Familiar Territory
At first glance, the significant time commitment and lackluster reimbursement of many bedside procedures would seem to do little to up the incentive for busy hospitalists. “If they have to stop and take two hours to do a procedure that 1) they don’t feel comfortable with and 2) they get very little reimbursement for, why not just put an order in and have interventional radiologists whisk them off and do these procedures?” Dr.
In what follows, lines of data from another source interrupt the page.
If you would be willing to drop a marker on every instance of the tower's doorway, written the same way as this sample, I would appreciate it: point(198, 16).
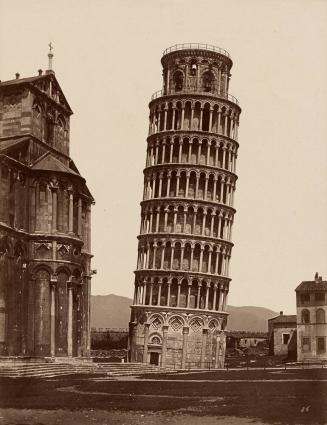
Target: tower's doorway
point(154, 358)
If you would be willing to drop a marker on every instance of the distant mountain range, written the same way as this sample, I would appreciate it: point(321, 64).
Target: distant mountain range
point(112, 311)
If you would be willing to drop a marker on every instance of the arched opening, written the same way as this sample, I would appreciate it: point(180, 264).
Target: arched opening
point(305, 317)
point(61, 314)
point(208, 80)
point(187, 116)
point(173, 293)
point(178, 80)
point(194, 294)
point(42, 313)
point(192, 185)
point(177, 256)
point(187, 257)
point(206, 117)
point(320, 316)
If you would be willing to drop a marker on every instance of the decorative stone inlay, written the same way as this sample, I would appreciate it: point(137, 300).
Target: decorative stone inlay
point(196, 325)
point(176, 323)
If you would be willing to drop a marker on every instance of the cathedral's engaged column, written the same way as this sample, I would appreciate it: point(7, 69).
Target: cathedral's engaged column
point(204, 346)
point(132, 341)
point(71, 212)
point(3, 282)
point(70, 319)
point(146, 341)
point(164, 344)
point(52, 317)
point(54, 208)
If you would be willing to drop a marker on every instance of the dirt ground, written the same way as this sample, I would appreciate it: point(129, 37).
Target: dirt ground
point(219, 397)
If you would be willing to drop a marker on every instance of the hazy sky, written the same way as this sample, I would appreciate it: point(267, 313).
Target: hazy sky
point(107, 60)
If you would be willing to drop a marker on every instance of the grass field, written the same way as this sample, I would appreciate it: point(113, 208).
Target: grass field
point(216, 397)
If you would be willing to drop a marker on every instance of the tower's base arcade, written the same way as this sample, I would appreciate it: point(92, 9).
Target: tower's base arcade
point(177, 339)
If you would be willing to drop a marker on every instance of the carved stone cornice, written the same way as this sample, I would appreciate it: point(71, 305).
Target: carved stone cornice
point(192, 134)
point(186, 203)
point(213, 99)
point(223, 281)
point(184, 238)
point(197, 168)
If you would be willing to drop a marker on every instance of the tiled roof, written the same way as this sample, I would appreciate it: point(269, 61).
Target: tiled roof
point(21, 80)
point(49, 163)
point(313, 285)
point(284, 318)
point(10, 143)
point(28, 80)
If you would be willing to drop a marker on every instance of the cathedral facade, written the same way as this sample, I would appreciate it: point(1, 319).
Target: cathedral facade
point(182, 279)
point(45, 227)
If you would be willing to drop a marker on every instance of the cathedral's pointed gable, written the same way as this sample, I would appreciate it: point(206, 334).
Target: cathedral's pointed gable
point(49, 85)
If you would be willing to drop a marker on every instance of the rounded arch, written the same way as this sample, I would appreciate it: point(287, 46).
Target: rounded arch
point(176, 323)
point(178, 80)
point(34, 271)
point(305, 316)
point(208, 80)
point(320, 316)
point(196, 324)
point(155, 339)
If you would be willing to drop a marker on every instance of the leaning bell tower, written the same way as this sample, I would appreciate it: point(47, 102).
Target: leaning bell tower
point(182, 278)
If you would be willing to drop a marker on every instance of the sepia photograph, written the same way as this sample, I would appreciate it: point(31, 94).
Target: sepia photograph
point(163, 212)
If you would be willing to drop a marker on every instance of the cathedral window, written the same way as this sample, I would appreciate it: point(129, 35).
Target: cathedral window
point(320, 316)
point(49, 129)
point(36, 110)
point(61, 125)
point(305, 317)
point(193, 68)
point(305, 343)
point(319, 296)
point(321, 344)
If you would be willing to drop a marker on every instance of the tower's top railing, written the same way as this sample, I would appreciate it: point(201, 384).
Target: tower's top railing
point(200, 46)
Wang says.
Robert L. Vogelzang, MD, FSIR, professor of radiology at Northwestern University Medical School in Chicago and a past president of the Society of Interventional Radiology, says radiologists are regularly called upon to perform bedside procedures because of their imaging expertise.
“Virtually all of us started doing this because we were asked to do cases that couldn’t be done by others because we had imaging—usually ultrasound guidance—and that yielded superior results,” he says.
Dr. Vogelzang says he’s “specialty-agnostic” about who should perform the procedures, as long as they’re done by well-trained providers who use imaging guidance and do them on a regular basis. Hospitalists could defer to radiologists if they’re uncomfortable with any procedure, he says, while teams of physician assistants and nurse practitioners might offer another cost-effective solution. Ultimately, the question over who performs minor bedside procedures “is going to reach a solution that involves dedicated teams in some fashion, because as a patient, you don’t want someone who does five a year,” he says. “Patient care is improved by trained people who do enough of them to do it consistently.”
So why not train designated hospitalists as proceduralists? Dr. Lenchus and other experts say naysayers who believe hospitalists should give up the role aren’t fully considering the impact of a well-trained individual or team. “It’s not just the money that you bring in—it’s the money that you don’t spend,” he says. An initial hospitalist consultation, for example, may determine that a procedure isn’t needed at all for some patients. Perhaps more importantly, a well-trained provider can reduce or eliminate costly complications, such as CLABSIs.
If [busy hospitalists] have to stop and take two hours to do a procedure that 1) they don’t feel comfortable with and 2) they get very little reimbursement for, why not just put an order in and have interventional radiologists whisk them off and do these procedures? —Sally Wang, MD, FHM, director of procedure education, Brigham and Women’s Hospital, and clinical instructor, Harvard Medical School, Boston
Dr. Wang agrees, stressing that the profession still has the opportunity to build a niche in providing care that decreases overall hospital costs. Instead of regularly sending patients to the interventional radiology department, she says, hospitalist-performed bedside procedures can allow radiologists to focus on more complex cases.
A hospitalist, she says, can generate additional value by eliminating the need to put in a separate order, provide patient transportation, or spend more time fitting the patient into another specialist’s schedule—potentially extending that patient’s length of stay. The economic case for hospitalist-led procedures could improve even more under a bundled payment structure, Dr. Wang says.
“I see a future here if the accountable care organizations are infiltrated through the United States,” she says.
Future involvement of hospitalists in bedside procedures also could depend on the ability of programs to deliver top-notch teaching and training options. At Harvard Medical School, Dr. Wang regularly trains internal medicine residents, fellows, and even some attending physicians with a “robust” curriculum that includes hands-on practice with ultrasound in a simulation center and one-on-one testing on patients. Since instituting the training program a few years ago, she says, procedure-related infection rates have dropped to zero. Within the hospital’s ICUs, Dr. Wang says, complication rates have dropped as well.